Ingredients
For the salad:
- 150 g frozen peas (about 1 cup)
- 1 × 185 g can albacore tuna (in spring water), drained
- 1 small red onion, finely diced
- 1 × 400 g can butter beans or cannellini beans, drained and rinsed
- 3 tablespoons flat-leaf parsley, roughly chopped
- 1½ tablespoons capers drained
- 1 cucumber, deseeded and sliced into half-moons
- 1 pointed red pepper or sweet bell pepper, diced
- 75–100 g young arugula leaves (3-4 generous handfuls)
For the dressing:
- juice of 2 lemons (or to taste)
- 2 tablespoons extra-virgin olive oil
- sea salt and freshly ground black pepper, to taste
Instructions
- Bring a saucepan of salted water to the boil. Add the peas and cook for 1 1/2–2 minutes until crisp-tender and still bright green. Drain and immediately transfer to a bowl of ice water to stop the cooking. Drain again and set aside.

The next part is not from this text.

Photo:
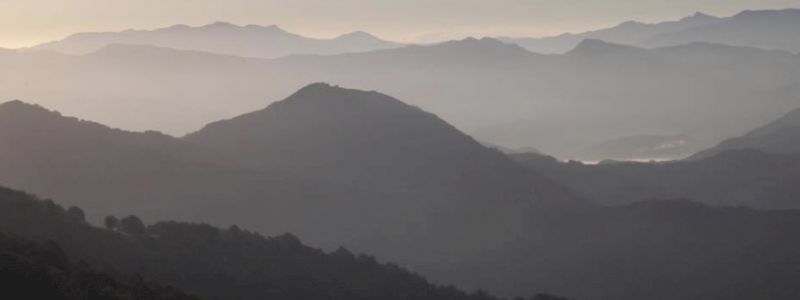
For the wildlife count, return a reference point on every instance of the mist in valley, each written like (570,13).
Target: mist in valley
(232,160)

- In a large mixing bowl, combine the cooled peas, tuna, red onion, beans, parsley, capers, cucumber and red pepper. Toss gently to combine.
- In a small bowl, whisk together the lemon juice, olive oil, salt and pepper. Pour over the salad and toss gently until everything is evenly coated.
- Add the arugula just before serving and toss lightly. Taste and adjust seasoning if needed.
- Serve immediately with your favourite crusty bread, if desired. Enjoy!
Nutrition
Notes
- When in season, fresh peas are a lovely upgrade. Just blanch briefly until just tender (2-3 minutes), then cool quickly to keep their bright colour and crisp texture.
- Swap arugula for baby spinach or a mixed salad blend for a milder flavour.
- Add cherry tomatoes or Kalamata olives for extra Mediterranean depth.